Arundel Gardens, W11

By the 1850s the Ladbroke family, who owned this land was beginning to sell off freehold parcels of undeveloped land, one of which consisted of the land between the south side of Arundel Gardens and the north side of Ladbroke Gardens.

This was acquired in 1852 by Richard Roy, a solicitor who had already been involved in building speculation in Cheltenham. He appears to have done nothing with the Arundel Gardens part of his land until 1862-3, when building leases were granted for the houses on the south side (numbers 1-47). Around the same time, leases were granted to three other builders to build houses on the north side (Edwin Ware for Nos. 2-14). The survey done by the Ordnance Survey in 1863 shows that the south side was complete by then, but only a few houses had been built on the north side, at the Kensington Park Road end. Building clearly proceeded apace, however, as an 1865 plan, done when the street was given its current name and numbers (it was originally called Lansdowne Road Terrace), shows that all the houses were complete by then. The building was not without accidents: a letter in the Times records that in 1865, when work was still being done on the interior of the houses at the Lansdowne Road end, a young boy living at 97 Lansdowne Road died when he fell into a temporary well built by the workmen under the pavement. There were also early problems with flooding. In 1888, a deputation from Arundel Gardens pressed the Metropolitan Board of Works to enquire into the flooding of over-charged main sewers.

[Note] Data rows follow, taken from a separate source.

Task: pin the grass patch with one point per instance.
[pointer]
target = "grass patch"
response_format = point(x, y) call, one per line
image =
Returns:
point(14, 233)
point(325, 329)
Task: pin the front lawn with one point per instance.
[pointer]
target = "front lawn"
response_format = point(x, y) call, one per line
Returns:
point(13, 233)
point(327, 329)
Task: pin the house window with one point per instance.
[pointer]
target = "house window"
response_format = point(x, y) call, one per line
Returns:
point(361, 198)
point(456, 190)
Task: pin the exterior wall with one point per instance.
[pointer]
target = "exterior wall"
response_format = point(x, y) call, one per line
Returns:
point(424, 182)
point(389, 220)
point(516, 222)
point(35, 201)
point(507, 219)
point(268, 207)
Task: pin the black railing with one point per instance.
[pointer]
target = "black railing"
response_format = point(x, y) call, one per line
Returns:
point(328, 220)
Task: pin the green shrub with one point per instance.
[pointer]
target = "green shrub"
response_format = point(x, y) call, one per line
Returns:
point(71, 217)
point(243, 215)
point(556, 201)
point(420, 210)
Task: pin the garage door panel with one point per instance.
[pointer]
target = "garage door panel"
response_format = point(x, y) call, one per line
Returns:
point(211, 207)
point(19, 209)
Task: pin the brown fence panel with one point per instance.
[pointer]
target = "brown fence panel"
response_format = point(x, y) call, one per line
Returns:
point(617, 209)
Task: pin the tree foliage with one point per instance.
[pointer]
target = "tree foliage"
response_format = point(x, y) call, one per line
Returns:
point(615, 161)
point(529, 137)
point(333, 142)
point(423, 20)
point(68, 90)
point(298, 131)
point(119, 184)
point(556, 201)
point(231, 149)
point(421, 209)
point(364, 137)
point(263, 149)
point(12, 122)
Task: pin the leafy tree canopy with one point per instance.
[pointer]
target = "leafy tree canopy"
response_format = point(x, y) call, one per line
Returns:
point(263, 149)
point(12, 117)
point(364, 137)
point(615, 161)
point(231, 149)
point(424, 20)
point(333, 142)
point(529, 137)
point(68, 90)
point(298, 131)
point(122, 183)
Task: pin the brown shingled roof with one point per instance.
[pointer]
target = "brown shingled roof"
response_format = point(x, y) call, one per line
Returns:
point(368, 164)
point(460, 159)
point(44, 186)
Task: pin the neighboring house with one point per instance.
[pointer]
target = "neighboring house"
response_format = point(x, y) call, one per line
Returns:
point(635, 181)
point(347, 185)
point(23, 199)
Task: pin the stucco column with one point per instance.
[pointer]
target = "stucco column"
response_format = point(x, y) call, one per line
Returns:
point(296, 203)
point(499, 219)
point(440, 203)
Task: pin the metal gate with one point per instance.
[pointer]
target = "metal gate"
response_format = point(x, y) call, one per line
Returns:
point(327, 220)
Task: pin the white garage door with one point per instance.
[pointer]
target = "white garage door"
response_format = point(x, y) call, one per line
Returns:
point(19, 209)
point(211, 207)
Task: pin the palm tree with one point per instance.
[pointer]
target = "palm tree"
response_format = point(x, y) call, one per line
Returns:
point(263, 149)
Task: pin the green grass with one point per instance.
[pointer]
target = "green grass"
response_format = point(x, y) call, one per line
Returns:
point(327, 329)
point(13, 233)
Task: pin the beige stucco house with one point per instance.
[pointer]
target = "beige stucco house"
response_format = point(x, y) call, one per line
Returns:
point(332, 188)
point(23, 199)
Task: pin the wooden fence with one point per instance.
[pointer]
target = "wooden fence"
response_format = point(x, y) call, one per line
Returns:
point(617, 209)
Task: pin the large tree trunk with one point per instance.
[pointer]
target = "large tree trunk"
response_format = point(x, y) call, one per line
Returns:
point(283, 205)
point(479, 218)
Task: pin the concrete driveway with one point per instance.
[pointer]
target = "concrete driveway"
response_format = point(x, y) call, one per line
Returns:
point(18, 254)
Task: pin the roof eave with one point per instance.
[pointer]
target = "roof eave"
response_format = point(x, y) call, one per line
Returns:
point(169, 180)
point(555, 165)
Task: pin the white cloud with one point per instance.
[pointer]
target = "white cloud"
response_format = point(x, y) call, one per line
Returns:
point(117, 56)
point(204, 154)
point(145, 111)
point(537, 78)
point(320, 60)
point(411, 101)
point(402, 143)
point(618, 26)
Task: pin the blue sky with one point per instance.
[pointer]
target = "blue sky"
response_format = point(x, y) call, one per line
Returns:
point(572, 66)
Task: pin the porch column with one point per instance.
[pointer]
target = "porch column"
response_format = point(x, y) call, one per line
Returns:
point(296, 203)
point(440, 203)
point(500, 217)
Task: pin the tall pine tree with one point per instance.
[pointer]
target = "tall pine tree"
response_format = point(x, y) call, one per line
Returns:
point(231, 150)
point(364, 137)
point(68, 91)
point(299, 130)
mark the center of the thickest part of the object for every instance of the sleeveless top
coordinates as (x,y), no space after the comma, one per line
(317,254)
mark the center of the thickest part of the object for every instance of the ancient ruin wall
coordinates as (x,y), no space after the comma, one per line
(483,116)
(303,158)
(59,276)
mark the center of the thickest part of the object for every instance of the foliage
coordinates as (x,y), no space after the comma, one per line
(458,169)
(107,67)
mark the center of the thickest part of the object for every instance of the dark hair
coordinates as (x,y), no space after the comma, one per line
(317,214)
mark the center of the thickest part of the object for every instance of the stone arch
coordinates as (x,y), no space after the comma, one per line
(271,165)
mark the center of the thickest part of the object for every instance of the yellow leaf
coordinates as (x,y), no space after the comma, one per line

From the beginning, the houses came with access to the communal “pleasure gardens”. In 1862, according to a deed in the London Metropolitan Archives, Richard Roy granted a 2,000 year lease of the land on the south side “to be used or enjoyed thenceforth during the said term as a pleasure garden in proper ornamental cultivation and condition for the exclusive use and benefit of the several freeholders and leaseholders and their several tenants and occupiers for the time being of the messsuages or tenements forming or being part of Ladbroke Gardens and Lansdowne Road Terrace and the respective families and servants of such owners and occupiers and their respective friends in their company”. The householders paid a guinea (£1.10) a year towards the cost of the garden.

The origin of the street name Arundel Gardens is not known. Arundel in Sussex is the seat of the Howard family, Dukes of Norfolk, and the name is common as a street name in areas that are or were owned by the Duke of Norfolk. That is not the case with this road.